“God,” said Tolstoy, “is the name of my desire.” This remarkable sentence could haunt one a lifetime, it reverberates in so many directions. Tolstoy may have intended partial assent to the idea that, life being insupportable without some straining toward “transcendence,” a belief in God is a psychological necessity. But he must also have wanted to turn this rationalist criticism into a definition of his faith. He must have meant that precisely because his holiest desires met in the vision of God he was enabled to cope with the quite unholy realities of human existence. That God should be seen as the symbolic objectification of his desire thus became both a glorification of God and a strengthening of man, a stake in the future and a radical criticism of the present.The goal for Coser and Howe is "to suggest some of the qualities that can make the image of socialism a serious and mature goal, as well as some of the difficulties in that goal. They want to address this question honestly, which means that parts of the answer may be uncomfortable for others who view themselves as socialists to read.
Without sanctioning the facile identification that is frequently made between religion and socialist politics, we should like to twist Tolstoy’s remark to our own ends: socialism is the name of our desire. And not merely in the sense that it is a vision which, for many people throughout the world, provides moral sustenance, but also in the sense that it is a vision which objectifies and gives urgency to their criticism of the human condition in our time. It is the name of our desire because the desire arises from a conflict with, and an extension from, the world that is; nor could the desire survive in any meaningful way were it not for this complex relationship to the world that is.

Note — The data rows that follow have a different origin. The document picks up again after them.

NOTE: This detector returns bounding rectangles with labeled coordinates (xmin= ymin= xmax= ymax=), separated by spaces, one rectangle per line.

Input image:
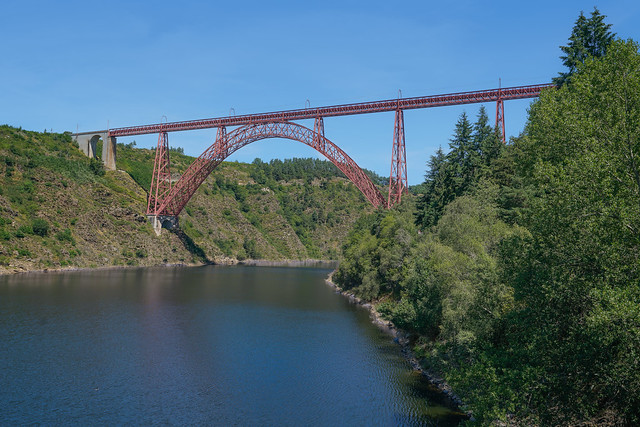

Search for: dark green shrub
xmin=56 ymin=228 xmax=75 ymax=243
xmin=31 ymin=218 xmax=49 ymax=237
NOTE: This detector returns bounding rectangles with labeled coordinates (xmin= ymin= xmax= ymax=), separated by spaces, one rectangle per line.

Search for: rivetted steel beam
xmin=109 ymin=83 xmax=555 ymax=137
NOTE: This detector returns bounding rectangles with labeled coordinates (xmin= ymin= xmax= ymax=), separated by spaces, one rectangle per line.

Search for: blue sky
xmin=0 ymin=0 xmax=640 ymax=185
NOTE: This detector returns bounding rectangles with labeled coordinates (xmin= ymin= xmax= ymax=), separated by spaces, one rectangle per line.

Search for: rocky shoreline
xmin=325 ymin=272 xmax=473 ymax=421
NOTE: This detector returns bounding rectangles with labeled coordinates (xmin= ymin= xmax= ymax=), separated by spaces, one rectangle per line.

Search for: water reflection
xmin=0 ymin=266 xmax=459 ymax=425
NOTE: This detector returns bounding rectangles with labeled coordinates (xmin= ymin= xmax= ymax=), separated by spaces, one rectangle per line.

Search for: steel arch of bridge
xmin=152 ymin=118 xmax=387 ymax=217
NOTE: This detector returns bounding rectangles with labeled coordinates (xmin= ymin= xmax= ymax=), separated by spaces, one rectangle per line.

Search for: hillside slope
xmin=0 ymin=126 xmax=372 ymax=272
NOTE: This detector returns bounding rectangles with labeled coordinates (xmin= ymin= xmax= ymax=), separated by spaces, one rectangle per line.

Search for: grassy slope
xmin=0 ymin=126 xmax=371 ymax=272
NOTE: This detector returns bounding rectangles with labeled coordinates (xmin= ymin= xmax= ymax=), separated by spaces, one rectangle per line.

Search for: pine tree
xmin=553 ymin=7 xmax=615 ymax=86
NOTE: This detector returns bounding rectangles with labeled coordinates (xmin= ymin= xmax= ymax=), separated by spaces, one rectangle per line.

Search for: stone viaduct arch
xmin=75 ymin=130 xmax=116 ymax=170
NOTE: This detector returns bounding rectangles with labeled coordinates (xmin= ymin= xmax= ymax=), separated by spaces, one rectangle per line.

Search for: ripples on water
xmin=0 ymin=266 xmax=460 ymax=425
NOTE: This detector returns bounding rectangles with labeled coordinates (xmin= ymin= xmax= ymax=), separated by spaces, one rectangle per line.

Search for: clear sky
xmin=0 ymin=0 xmax=640 ymax=185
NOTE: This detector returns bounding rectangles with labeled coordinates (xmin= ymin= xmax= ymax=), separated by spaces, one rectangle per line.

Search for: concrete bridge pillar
xmin=75 ymin=131 xmax=116 ymax=170
xmin=147 ymin=215 xmax=178 ymax=236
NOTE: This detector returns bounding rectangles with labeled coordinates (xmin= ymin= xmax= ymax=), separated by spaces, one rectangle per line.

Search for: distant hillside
xmin=0 ymin=126 xmax=383 ymax=272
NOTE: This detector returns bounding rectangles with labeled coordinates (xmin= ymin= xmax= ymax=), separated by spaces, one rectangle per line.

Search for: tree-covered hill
xmin=334 ymin=20 xmax=640 ymax=425
xmin=0 ymin=126 xmax=372 ymax=272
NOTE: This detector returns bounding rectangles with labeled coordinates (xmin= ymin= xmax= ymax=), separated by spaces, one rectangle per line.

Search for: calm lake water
xmin=0 ymin=266 xmax=460 ymax=426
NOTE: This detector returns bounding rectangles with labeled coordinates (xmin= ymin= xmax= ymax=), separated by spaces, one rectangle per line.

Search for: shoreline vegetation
xmin=325 ymin=270 xmax=474 ymax=421
xmin=332 ymin=34 xmax=640 ymax=425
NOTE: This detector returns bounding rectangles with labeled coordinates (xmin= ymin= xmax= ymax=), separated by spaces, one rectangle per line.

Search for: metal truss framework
xmin=147 ymin=131 xmax=171 ymax=215
xmin=154 ymin=118 xmax=386 ymax=216
xmin=108 ymin=83 xmax=555 ymax=137
xmin=91 ymin=84 xmax=555 ymax=216
xmin=387 ymin=109 xmax=409 ymax=208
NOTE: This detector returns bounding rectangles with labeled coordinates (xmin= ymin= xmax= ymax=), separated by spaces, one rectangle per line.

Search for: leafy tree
xmin=553 ymin=7 xmax=615 ymax=86
xmin=503 ymin=41 xmax=640 ymax=425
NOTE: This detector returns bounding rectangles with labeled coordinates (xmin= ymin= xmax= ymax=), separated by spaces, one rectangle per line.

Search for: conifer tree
xmin=553 ymin=7 xmax=615 ymax=86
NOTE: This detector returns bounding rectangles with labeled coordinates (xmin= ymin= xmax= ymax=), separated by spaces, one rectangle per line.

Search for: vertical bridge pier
xmin=74 ymin=130 xmax=116 ymax=170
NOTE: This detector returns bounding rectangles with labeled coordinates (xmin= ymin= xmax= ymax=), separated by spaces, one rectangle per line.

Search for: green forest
xmin=333 ymin=9 xmax=640 ymax=425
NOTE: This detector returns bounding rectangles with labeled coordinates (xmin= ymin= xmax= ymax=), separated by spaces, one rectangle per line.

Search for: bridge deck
xmin=96 ymin=83 xmax=555 ymax=137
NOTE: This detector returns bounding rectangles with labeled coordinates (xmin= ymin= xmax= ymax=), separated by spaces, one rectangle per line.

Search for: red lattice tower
xmin=387 ymin=109 xmax=409 ymax=208
xmin=147 ymin=131 xmax=171 ymax=215
xmin=496 ymin=85 xmax=507 ymax=144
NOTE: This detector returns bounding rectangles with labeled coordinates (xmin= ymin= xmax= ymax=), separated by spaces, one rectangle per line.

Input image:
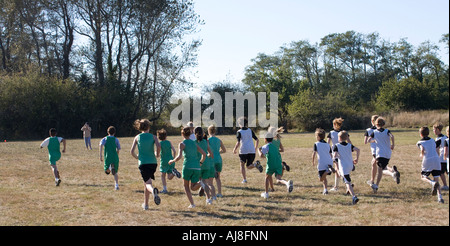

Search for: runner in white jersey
xmin=333 ymin=131 xmax=360 ymax=205
xmin=327 ymin=118 xmax=352 ymax=191
xmin=364 ymin=115 xmax=380 ymax=188
xmin=312 ymin=129 xmax=336 ymax=195
xmin=433 ymin=122 xmax=448 ymax=190
xmin=417 ymin=127 xmax=444 ymax=203
xmin=368 ymin=117 xmax=400 ymax=192
xmin=233 ymin=118 xmax=263 ymax=184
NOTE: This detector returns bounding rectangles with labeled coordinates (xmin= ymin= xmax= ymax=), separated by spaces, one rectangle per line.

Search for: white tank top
xmin=238 ymin=128 xmax=256 ymax=155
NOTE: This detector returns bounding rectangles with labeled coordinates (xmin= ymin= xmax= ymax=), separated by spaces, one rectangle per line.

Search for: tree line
xmin=0 ymin=0 xmax=203 ymax=138
xmin=243 ymin=31 xmax=449 ymax=131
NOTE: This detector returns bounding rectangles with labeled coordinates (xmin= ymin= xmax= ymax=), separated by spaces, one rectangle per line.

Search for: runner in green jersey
xmin=169 ymin=128 xmax=206 ymax=208
xmin=158 ymin=129 xmax=181 ymax=194
xmin=258 ymin=132 xmax=294 ymax=199
xmin=99 ymin=126 xmax=121 ymax=190
xmin=40 ymin=128 xmax=66 ymax=186
xmin=131 ymin=119 xmax=161 ymax=210
xmin=208 ymin=125 xmax=227 ymax=197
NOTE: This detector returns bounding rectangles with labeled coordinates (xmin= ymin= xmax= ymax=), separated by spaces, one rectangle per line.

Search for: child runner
xmin=194 ymin=127 xmax=217 ymax=205
xmin=417 ymin=127 xmax=444 ymax=203
xmin=333 ymin=131 xmax=360 ymax=205
xmin=258 ymin=132 xmax=294 ymax=199
xmin=367 ymin=117 xmax=400 ymax=192
xmin=81 ymin=122 xmax=92 ymax=150
xmin=158 ymin=129 xmax=181 ymax=194
xmin=233 ymin=117 xmax=263 ymax=184
xmin=169 ymin=128 xmax=206 ymax=208
xmin=99 ymin=126 xmax=121 ymax=190
xmin=268 ymin=126 xmax=291 ymax=172
xmin=444 ymin=126 xmax=450 ymax=180
xmin=364 ymin=115 xmax=380 ymax=192
xmin=40 ymin=128 xmax=66 ymax=186
xmin=433 ymin=122 xmax=448 ymax=190
xmin=327 ymin=118 xmax=352 ymax=191
xmin=208 ymin=125 xmax=227 ymax=197
xmin=312 ymin=128 xmax=336 ymax=195
xmin=131 ymin=119 xmax=161 ymax=210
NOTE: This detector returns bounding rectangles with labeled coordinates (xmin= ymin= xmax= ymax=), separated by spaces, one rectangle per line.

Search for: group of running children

Socialism is not the end of human history, as the deeply-held identification of it with perfection must mean. There is no total fulfillment, nor is there an “end to time.” History is a process which throws up new problems, new conflicts, new questions; and socialism, being within history, cannot be expected to solve all these problems or, for that matter, to raise humanity at every point above the level of achievement of previous societies. As Engels remarked, there is no final synthesis, only continued clash. What socialists want is simply to do away with those sources of conflict which are the cause of material deprivation and which, in turn, help create psychological and moral suffering. Freedom may then mean that we can devote ourselves to the pursuit of more worthwhile causes of conflict. The hope for a conflictless society is reactionary, as is a reliance upon some abstract “historical force” that will conciliate all human strife.Coser and Howe discuss big issues like how their version of socialism would view the necessary evil of bureaucracy, how it would be focused on many small decentralized communities and producers rather than centrally controlled, and how a high-production socialist society would still have inevitably some work, along with (they hoped) a social problem of how average people would spend their greater leisure time. They wrote in 1954: "Today, in an age of curdled realism, it is necessary to assert the utopian image. But this can be done meaningfully only if it is an image of social striving, tension, conflict; an image of a problem-creating and problem-solving society."
There are a number of points that might be made in response to their essay, but here I'll limit myself to a couple of thoughts.
Their formulation that "socialism is the name of our desire" helps for me in explaining why the juxtaposition of socialism vs. capitalism often seems like such a peculiar argument. If someone chooses to take all their hopes for a better and more just society and bundle it up in the name of "socialism," than any criticism of "socialism" will be viewed as an attack on their dreams and desires. Conversely, pretty much no one ever has said that "capitalism is the name of my desire." The arguments for capitalism are typically made in terms of machine-like functionality, emphasizing what works and doesn't work under capitalism. And of course, the arguments for capitalism emphasize how it has actually raised the standard of living for average people over recent decades and centuries, not how it summarizes one's dreams for the future.
I would also add that that equating the practice of real-world socialism with virtue is as shaky as equating the practice of real-world capitalism with sin. For those who would like some back-and-forth discussion of the interrelationships between market-incentivized behavior and human virtue, one useful starting point is a two-paper "Symposium on Economics and Moral Virtues" in the Fall 2013 issue of the Journal of Economic Perspectives:
- "Market Reasoning as Moral Reasoning: Why Economists Should Re-engage with Political Philosophy," by Michael J. Sandel
- "Reclaiming Virtue Ethics for Economics," by Luigino Bruni and Robert Sugden
I also posted awhile back on "The Moral Significance of Economic Life: Aristotle vs. Locke" (January 2, 2014).